Traditional AUC optimization techniques are supervised learning methods, which only utilize labeled data in classifier training. Previous studies on SSL have shown that by utilizing distribution or manifold information of test samples, SSL algorithms can achieve higher classification performance compared with supervised learning algorithms. Thus, one natural idea will be to apply the mechanism of SSL to the problem of AUC optimization. In addition, SSL also has a close connection to transductive learning. Traditional supervised learning algorithms attempt the difficult task of learning general rules from training data, but transductive learning reasons from observed training data to test cases directly [27,25]. This is quite different from traditional inductive learning, which only considers functions learned from a training set and ignores statistical connection between training and test sets. In transductive learning, an unlabeled test dataset is used during classifier training in order to predict class membership for the given test dataset based on the labels of training samples. Trans-ductive learning focuses on how to transfer the knowledge gained from the training samples to the unlabeled test samples in an efficient and accurate way. The motivation behind transductive learning is also applicable to the AUC optimization problem.

As an example of transductive learning, Sindhwani and Keerthi proposed semi-supervised linear support vector classifiers (named “SVMlin”) to handle partially-labeled large scale datasets with possibly very large and sparse features [28,29]. They applied modified finite Newton techniques to linear transductive SVM which is significantly more efficient and scalable than traditional dual optimization techniques for solving quadratic programming problems.

In the literature, there is little work on applying SSL or transductive learning to AUC optimization explicitly. Amini et al. proposed a boosting algorithm (“SSRankBoost”) for learning bipartite ranking functions with partially labeled data [30]. Bipartite ranking problem refers to a ranking problem which assigns higher scores to relevant examples than to irrelevant ones for a given dataset which has wide applications in document analysis area. Along the same line, Ralaivola proposed a semi-supervised bipartite ranking algorithm with the normalized Rayleigh coefficient [31]. Later, Usunier et al. proposed a multiview semi-supervised learning algorithm for ranking multilingual documents [32]. Since AUC optimization has close relationship with ranking problem, works on learning bipartite ranking functions can also be applied to AUC optimization problems.

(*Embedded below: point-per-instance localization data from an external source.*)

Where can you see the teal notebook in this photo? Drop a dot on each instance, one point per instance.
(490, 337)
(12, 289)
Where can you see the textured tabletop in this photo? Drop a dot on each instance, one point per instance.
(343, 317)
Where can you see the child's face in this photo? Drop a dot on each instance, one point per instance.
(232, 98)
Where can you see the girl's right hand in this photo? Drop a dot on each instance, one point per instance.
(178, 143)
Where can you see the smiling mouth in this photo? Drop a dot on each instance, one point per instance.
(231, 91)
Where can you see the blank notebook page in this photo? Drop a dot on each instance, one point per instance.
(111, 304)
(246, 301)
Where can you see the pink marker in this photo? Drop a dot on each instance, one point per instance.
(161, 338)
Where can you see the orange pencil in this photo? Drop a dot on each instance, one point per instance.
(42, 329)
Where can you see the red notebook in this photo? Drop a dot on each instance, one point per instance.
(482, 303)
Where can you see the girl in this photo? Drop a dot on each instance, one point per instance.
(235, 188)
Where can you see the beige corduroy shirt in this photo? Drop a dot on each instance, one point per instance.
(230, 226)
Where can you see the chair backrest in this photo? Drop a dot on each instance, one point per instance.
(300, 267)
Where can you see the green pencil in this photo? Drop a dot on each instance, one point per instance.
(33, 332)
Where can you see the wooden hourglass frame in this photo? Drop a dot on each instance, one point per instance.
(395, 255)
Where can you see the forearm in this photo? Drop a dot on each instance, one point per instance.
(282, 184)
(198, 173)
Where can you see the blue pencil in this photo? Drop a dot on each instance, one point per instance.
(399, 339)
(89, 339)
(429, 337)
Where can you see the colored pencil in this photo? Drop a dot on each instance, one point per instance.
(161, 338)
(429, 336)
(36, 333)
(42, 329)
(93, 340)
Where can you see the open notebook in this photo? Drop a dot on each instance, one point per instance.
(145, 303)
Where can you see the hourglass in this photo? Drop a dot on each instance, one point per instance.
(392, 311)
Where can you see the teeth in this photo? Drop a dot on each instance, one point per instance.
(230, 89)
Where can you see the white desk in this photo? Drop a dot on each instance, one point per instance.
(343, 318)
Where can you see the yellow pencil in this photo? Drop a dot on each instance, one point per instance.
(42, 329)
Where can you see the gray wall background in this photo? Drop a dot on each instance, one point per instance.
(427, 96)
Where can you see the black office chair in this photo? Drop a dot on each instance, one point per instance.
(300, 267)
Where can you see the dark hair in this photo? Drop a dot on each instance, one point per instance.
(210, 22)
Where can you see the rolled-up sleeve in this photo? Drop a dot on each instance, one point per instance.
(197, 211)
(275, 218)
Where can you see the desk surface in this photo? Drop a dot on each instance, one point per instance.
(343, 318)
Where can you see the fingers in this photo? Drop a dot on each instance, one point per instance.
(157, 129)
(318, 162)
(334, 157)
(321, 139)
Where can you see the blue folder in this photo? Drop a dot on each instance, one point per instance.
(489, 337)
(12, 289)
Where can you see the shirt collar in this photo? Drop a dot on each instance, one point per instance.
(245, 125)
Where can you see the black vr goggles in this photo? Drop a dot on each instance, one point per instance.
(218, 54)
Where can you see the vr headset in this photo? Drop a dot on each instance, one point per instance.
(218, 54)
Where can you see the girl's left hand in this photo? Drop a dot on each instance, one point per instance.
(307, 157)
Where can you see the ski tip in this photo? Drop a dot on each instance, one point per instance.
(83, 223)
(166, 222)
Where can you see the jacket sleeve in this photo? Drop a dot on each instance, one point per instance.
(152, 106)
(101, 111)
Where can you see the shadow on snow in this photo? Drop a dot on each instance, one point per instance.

In this work, inspired by semi-supervised and transductive learning, we propose two new AUC optimization algorithms hereby referred to as semi-supervised learning receiver operating characteristic algorithms (SSLROC1 and SSLROC2), which utilize unlabeled test samples for classifier training. Unlabeled test samples are incorporated into the AUC optimization process, and their ranking relationships to positive and negative training samples are considered as optimization constraints. The introduced test samples make the learned decision boundary in a multi-dimensional feature space to adapt not only to the distribution of labeled training data, but also to the distribution of unlabeled test data. We formulate the semi-supervised AUC optimization problem as a semi-definite programming (SDP) problem [33] based on the margin maximization theory.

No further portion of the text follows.